Art that teaches, delights and moves

The exhibition is inspired by the Stations of the Cross, a 14-step devotion that commemorates the suffering and death of Jesus Christ. In place of the traditional Passion narrative, 14 themes expressive of the human condition—such as Justice, Wisdom and Compassion—are each paired with two works of art as a means for providing multiple points of entry for exploring the themes. The act of moving through the exhibition, the narrative arc suggested by the themes and the sometimes surprising juxtapositions of art are intended (like the traditional stations) to encourage an imaginative, contemplative space for personal reflection.

An exhibition catalogue includes an introductory essay by Fr. Tom Lucas, S.J., (artist, historian, and pastor at St. Ignatius Parish, Sacramento, CA), reflections on each pairing by members of the participating university communities and images of the featured works of art. The catalogue will be available free of charge to exhibition visitors and is made possible by generous support from the Patrick and Beatrice Haggerty Foundation.

Although Ignatius Loyola didn’t have an artistic bone in his body, he bequeathed to the Jesuit order and its institutions a sensibility, an appreciation for the revelatory power of the imagination that was a breakthrough in the Western spiritual tradition.
—Tom Lucas, S.J.

Watch Fr. Lucas discuss “Art in the Jesuit Tradition.”

 

MOCRA offers this exhibition as a way of highlighting the power of art and imagination in Jesuit education during the Ignatian Year.
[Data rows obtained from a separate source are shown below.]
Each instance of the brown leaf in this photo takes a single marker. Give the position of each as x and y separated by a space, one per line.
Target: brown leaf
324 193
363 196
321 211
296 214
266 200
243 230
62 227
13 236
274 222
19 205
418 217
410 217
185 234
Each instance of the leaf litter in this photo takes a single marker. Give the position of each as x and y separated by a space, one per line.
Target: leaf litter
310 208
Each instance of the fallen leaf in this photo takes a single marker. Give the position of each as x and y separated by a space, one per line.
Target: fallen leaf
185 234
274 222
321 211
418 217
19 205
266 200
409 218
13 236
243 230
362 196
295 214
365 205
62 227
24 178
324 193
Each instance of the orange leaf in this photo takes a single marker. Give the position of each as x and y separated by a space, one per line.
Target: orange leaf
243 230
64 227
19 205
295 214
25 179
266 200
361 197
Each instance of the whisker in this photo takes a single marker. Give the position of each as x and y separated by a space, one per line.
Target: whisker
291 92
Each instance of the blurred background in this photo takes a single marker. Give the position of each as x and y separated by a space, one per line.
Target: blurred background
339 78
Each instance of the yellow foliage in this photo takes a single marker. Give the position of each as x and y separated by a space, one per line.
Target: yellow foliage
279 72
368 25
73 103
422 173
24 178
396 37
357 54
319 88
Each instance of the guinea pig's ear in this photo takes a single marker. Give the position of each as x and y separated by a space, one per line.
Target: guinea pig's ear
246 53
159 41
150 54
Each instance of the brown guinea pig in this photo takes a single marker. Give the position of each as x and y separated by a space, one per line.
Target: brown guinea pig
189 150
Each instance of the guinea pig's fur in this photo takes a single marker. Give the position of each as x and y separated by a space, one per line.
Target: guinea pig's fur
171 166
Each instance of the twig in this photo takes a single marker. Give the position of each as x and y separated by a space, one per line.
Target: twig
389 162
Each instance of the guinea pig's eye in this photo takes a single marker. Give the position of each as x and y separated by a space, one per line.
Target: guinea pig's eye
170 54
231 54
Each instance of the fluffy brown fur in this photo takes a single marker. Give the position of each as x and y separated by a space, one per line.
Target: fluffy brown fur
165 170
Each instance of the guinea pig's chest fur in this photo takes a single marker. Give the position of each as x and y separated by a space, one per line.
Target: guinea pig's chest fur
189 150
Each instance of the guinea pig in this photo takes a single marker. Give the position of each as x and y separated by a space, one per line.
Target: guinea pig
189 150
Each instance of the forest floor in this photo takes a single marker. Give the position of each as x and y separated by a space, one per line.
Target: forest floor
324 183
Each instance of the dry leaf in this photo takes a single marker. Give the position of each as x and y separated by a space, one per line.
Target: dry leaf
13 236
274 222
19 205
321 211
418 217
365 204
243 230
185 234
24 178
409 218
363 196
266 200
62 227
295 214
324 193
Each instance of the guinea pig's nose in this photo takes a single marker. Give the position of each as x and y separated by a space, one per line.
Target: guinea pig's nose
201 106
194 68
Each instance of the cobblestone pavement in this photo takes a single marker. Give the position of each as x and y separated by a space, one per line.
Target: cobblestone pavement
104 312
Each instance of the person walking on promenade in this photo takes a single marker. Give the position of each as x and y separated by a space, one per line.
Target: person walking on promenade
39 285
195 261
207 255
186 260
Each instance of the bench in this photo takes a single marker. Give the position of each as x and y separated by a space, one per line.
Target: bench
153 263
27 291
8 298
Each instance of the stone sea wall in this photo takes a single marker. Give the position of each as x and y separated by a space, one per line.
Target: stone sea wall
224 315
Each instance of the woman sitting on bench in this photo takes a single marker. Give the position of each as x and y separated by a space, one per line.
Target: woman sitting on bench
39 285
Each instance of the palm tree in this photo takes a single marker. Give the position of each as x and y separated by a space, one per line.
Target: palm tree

This worldwide observance from May 20, 2021, to July 31, 2022, commemorates the 500th anniversary of a cannonball striking Ignatius of Loyola, beginning a process of spiritual transformation that led to the founding of the Society of Jesus (the Jesuits) and the influential approach to Christian life known as Ignatian spirituality. Ignatius’s embrace of the power of the imagination is expressed in Jesuit education, which seeks, as Fr. Lucas notes, “to teach, to delight and to move.”